"Para Nana, de parte de mamá y papá", leí en voz alta. "Lo hicimos para su graduación. Lo llevó puesto el día que desapareció."
No miró la inscripción.
No lo necesitaba.
"La gente roba cosas", dijo.
"Esa pulsera nunca fue denunciada como robada."
"Podría haber acabado en cualquier sitio."
"¿Cómo?"
"No lo sé."
"Entonces ayúdame a averiguarlo."
Su expresión se endureció.
"Natalie, no."
La palabra fue tan inmediata y definitiva que me dejó atónito.
"¿No?"
"No pienso volver a hacer esto."
"¿Haciendo qué?"
"Corriendo tras otro rumor. Convenciéndonos de que cada desconocido es ella. Llamar a detectives porque alguien cree haber visto a una mujer con el pelo rizado."
"Esto no es un rumor."
"Es una pulsera."
"Es su pulsera."
"No lo sabes."
Mis dedos se cerraron alrededor de él.
"Sí, lo sé."
"Quieres que sea suya."
"¡Tiene su nombre dentro!"
Alzó la voz.
"¡Eso no prueba que esté viva!"
La cocina quedó en silencio.
El café se había derramado por el borde de su taza y se estaba extendiendo lentamente por la encimera, pero ninguno de los dos se movió para limpiarlo.
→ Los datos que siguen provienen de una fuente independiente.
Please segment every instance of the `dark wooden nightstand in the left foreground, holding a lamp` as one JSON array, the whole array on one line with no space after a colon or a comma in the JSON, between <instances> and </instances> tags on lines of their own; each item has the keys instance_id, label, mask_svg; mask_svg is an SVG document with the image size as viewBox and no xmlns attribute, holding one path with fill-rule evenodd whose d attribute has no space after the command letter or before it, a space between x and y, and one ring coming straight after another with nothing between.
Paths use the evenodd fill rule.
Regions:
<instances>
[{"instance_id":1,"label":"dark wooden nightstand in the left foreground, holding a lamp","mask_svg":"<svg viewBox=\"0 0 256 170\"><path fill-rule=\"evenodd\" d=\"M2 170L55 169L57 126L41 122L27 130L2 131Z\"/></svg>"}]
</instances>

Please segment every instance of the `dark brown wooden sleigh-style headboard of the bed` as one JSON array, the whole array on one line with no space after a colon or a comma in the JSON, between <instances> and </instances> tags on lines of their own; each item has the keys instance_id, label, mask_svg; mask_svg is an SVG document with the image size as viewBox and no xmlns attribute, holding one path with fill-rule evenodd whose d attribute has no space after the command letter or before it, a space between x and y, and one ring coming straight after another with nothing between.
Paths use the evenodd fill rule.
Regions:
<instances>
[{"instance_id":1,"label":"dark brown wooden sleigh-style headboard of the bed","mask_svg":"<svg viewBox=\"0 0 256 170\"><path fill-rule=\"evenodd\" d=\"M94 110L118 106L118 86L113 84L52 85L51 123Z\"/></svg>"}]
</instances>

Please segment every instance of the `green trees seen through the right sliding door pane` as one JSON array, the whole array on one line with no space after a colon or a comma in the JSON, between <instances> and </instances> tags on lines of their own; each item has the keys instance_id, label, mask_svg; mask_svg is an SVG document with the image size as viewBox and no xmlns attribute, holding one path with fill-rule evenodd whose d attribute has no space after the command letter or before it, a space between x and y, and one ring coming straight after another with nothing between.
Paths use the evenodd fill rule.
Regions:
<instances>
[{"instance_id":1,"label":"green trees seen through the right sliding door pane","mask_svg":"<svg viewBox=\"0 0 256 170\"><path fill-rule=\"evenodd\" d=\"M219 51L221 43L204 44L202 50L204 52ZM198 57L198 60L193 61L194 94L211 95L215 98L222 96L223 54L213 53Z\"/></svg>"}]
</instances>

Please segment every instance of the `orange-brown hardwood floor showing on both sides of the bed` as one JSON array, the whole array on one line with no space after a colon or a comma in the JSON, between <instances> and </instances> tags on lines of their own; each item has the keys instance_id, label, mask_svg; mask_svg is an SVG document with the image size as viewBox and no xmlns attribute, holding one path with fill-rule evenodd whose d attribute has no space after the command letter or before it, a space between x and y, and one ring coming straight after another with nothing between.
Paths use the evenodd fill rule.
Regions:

Miré fijamente a mi marido.
"Nunca dije que demostrara que estaba viva."
Su rostro cambió.
Solo un poco.
Pero lo vi.
Un destello de alarma.
Di otro paso hacia él.
"Dije que alguien la vendió esta mañana."
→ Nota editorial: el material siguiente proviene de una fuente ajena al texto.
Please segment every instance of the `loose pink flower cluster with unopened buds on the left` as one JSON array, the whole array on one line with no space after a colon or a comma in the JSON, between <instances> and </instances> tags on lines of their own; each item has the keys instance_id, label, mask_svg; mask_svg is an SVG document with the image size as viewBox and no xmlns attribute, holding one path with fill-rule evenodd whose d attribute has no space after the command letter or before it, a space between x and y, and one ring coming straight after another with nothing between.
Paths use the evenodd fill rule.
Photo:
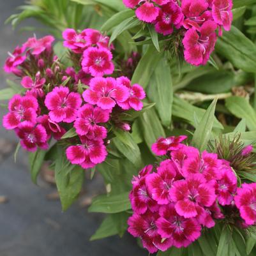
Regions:
<instances>
[{"instance_id":1,"label":"loose pink flower cluster with unopened buds on the left","mask_svg":"<svg viewBox=\"0 0 256 256\"><path fill-rule=\"evenodd\" d=\"M27 151L48 149L51 138L63 140L72 164L92 168L107 156L112 126L130 130L118 115L141 110L146 94L128 77L103 77L114 72L109 37L66 29L63 38L72 66L54 56L52 36L29 38L10 54L4 70L20 77L23 91L11 98L3 126L15 130ZM62 139L68 130L75 135Z\"/></svg>"}]
</instances>

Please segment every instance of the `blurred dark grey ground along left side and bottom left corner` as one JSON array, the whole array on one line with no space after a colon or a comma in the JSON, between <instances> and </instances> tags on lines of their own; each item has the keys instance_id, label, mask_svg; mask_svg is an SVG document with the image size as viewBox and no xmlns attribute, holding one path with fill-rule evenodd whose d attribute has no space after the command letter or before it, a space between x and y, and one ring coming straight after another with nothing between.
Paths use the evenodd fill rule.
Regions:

Felix se frotó la cara con ambas manos.
"De eso hablo. Encuentras un objeto y de repente estás listo para abrir todo el caso otra vez."
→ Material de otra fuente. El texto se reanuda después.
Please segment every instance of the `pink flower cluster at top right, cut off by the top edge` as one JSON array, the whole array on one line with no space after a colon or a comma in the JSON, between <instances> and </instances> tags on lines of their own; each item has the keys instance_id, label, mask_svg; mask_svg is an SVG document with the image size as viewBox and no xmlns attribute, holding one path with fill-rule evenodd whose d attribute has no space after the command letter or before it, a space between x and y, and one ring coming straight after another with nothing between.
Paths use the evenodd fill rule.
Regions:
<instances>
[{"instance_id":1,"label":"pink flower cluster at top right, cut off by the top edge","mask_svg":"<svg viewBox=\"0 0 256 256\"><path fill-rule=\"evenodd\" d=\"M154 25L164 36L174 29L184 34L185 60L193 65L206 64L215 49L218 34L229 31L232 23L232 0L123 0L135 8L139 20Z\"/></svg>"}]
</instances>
"El caso nunca debió haberse cerrado."
"No estaba cerrado."
"Se olvidó."
"Por la policía, quizá. No por nosotros."
"No por mí", corregí.
Sus ojos se clavaron en los míos.
Las palabras quedaron suspendidas entre nosotros.
Cruel, pero cierto.

Felix había dejado de buscar hacía años.